Voltage control 0-10V

Thread Starter

johnnyhandsome

Joined Jan 19, 2016
8
Hey all!

I'm trying to create a circuit with witch i can control the voltage and change it from 0-10v linearley!

first idea was a simple voltage divider but that will give me a curved output voltage.
the whole idea is to pull a wire that rotates a variable resistor to increase the voltage (and opposite)

Any ideas?

// Johnny
 

Thread Starter

johnnyhandsome

Joined Jan 19, 2016
8
I'd like the voltage output to be linear. Just using voltage divider vill give this equation: Vout=(Vin*R1)/(R1+R2) And lets say that either R1 or R2 is variable the equation is rational and will give me a plotted curve instead of a line :(
 
Last edited:

ScottWang

Joined Aug 23, 2012
7,397
What's the purpose for that 0~10V power supply?
Why you need it from 0V~...?
If you just using voltage divider, does the current enough?
Or maybe you can using LM317 and in series with 3 rectifier diodes on the output pin.
 

Thread Starter

johnnyhandsome

Joined Jan 19, 2016
8
What's the purpose for that 0~10V power supply?
Why you need it from 0V~...?
If you just using voltage divider, does the current enough?
Or maybe you can using LM317 and in series with 3 rectifier diodes on the output pin.
Purpose is to send the voltage signal into compact-rio convert to digital signal and run an Engine. The given task was to make the voltage signal linear. Current are not gonna be much of a problem i was told.
0v is to go from no throttle to 10v(full throttle)
 

MaxHeadRoom

Joined Jul 18, 2013
28,617
I get (I think) you have a 0-10v analogue input to the RIO but what do you want to control WITH?
Manual? a Mechanism? a MCU?
Max.
 

Thread Starter

johnnyhandsome

Joined Jan 19, 2016
8
I Have a 12V Battery. I want to be able to send a voltage signal varying linearly between 0-10v by turning potentiometer. 50%turn on the pot gives me 5v. 75%turn on the pot gives me 7,5V. Thats about it :)

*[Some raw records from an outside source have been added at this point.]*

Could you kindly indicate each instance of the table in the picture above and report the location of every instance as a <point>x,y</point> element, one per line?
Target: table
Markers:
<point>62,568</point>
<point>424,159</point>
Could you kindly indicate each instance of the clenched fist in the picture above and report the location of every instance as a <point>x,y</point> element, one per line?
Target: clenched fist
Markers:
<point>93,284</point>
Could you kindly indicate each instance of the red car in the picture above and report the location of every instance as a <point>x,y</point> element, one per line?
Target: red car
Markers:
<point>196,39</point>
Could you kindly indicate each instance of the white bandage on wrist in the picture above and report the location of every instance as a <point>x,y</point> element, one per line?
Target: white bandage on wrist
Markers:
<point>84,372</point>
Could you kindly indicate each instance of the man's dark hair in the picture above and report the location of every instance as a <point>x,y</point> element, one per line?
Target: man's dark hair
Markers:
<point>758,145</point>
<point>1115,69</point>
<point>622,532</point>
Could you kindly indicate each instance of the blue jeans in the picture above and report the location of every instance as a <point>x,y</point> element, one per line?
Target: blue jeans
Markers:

Actually it could vary between 0-12v as well. the issue is to make linear.
 

MaxHeadRoom

Joined Jul 18, 2013
28,617
So you need a stepper motor on the Pot shaft this will give you 1.8° resolution gearing will make it finer.
A PMW open loop DC motor may not be precise enough.
Max.
 

Thread Starter

johnnyhandsome

Joined Jan 19, 2016
8
So you need a stepper motor on the Pot shaft this will give you 1.8° resolution gearing will make it finer.
A PMW open loop DC motor may not be precise enough.
Max.
My plan was to adjust the pot by hand. Don't think you really get me. the potentiometer is linear so it doesn't matter how fine or fast i turn it. The problem is to get an output voltage looking like y=kx+0-400x355.png not image001.gif


Should i use a LT3080 with a pot on the adjust leg? will it be linear? maybe some condensers to make it more smooth?
 

ScottWang

Joined Aug 23, 2012
7,397
If you want to use the voltage as A to D and current is not important then using a rail to rail op amp as a voltage follower, and using a 2K resistor in series with a 10K pot connecting to +12V and gnd , and pin 2 of 10K pot connecting to the input of voltage follower.

(+12V) → 2K → 10K pot → gnd
Pin 2 of pot → input of voltage follower.
 

GopherT

Joined Nov 23, 2012
8,009
My plan was to adjust the pot by hand. Don't think you really get me. the potentiometer is linear so it doesn't matter how fine or fast i turn it. The problem is to get an output voltage looking like y=kx+0-400x355.png not image001.gif


Should i use a LT3080 with a pot on the adjust leg? will it be linear? maybe some condensers to make it more smooth?
I think you are confusing a potentiometer and a potentiometer wired as a rheostat (variable resistor).

A true potentiometer is a fixed (lets say, 10K pot connecting 0 to 12V. Then you have a wiper that slides from the zero point to the 12v point. Any place the wiper is located, you get the output as a/10k. The total sum of resistance above plus below the wiper is always a constant so no curve.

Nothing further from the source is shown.